Under the proposal, cryptocurrencies would be designated as “prohibited for payment” under the country’s credit finance laws. If implemented, such a rule would bar consumers from buying digital assets with credit cards from both domestic and foreign crypto exchanges.
Currently, rules requiring user identity verification only apply to domestic trading platforms. Authorities aim to close a perceived regulatory loophole by extending restrictions to overseas exchanges.
“Accordingly, virtual assets […] are stipulated as prohibited for payment,” the FSC said.
The public consultation period will run until Feb. 13, 2024, while the amendments are expected to pass through the legislative process in the first half of 2024 if approved.
South Korea has taken a relatively strict regulatory stance on cryptocurrencies to date. In 2021, it banned financial institutions from directly handling virtual asset transactions, though banks could still provide payment services and keep cryptocurrency exchange accounts. South Korea has already taken steps to tighten its oversight of trading through amendments made in 2021.
The country requires domestic crypto exchanges to partner with local banks and verify user identities for withdrawal and deposit accounts. Traders can only access these platforms by submitting their names under the “real-name” system.
The rules have made it more difficult for South Koreans to trade virtual assets anonymously on domestic exchanges.

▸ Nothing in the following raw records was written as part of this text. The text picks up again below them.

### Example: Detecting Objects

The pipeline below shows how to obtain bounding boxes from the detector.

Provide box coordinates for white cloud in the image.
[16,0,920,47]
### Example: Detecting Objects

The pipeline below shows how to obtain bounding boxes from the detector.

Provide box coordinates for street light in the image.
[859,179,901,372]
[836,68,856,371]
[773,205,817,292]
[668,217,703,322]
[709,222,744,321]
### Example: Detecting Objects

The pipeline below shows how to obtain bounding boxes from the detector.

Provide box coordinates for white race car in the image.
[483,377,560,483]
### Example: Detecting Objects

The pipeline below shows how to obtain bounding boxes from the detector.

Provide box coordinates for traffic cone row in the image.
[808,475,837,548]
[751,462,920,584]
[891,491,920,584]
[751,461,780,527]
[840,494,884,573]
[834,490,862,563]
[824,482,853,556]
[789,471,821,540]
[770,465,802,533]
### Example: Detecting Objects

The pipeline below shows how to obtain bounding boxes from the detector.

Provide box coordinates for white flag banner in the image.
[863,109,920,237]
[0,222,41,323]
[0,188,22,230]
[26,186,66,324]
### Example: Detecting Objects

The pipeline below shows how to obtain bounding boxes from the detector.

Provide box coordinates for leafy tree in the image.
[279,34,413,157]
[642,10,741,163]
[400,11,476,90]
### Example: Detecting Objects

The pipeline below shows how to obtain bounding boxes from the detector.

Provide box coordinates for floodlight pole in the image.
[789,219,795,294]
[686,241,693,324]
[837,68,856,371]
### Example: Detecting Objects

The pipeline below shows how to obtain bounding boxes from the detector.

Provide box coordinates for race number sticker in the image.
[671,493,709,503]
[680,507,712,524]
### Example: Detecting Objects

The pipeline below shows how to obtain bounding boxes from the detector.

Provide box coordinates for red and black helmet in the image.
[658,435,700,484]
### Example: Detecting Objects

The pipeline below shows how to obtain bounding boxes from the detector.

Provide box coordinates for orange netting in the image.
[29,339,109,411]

However, overseas platforms and decentralized exchanges remain an avenue for those seeking to bypass identity checks and other strict local regulations.
These stringent rules which have been implemented since 2021 around licensing and banking partnerships, have resulted in a consolidation of activity towards a handful of major South Korean crypto platforms. Research from CCData shows that the total market share of exchanges based in South Korea surged to 12.9% in November 2023, up from 5.2% in January 2023.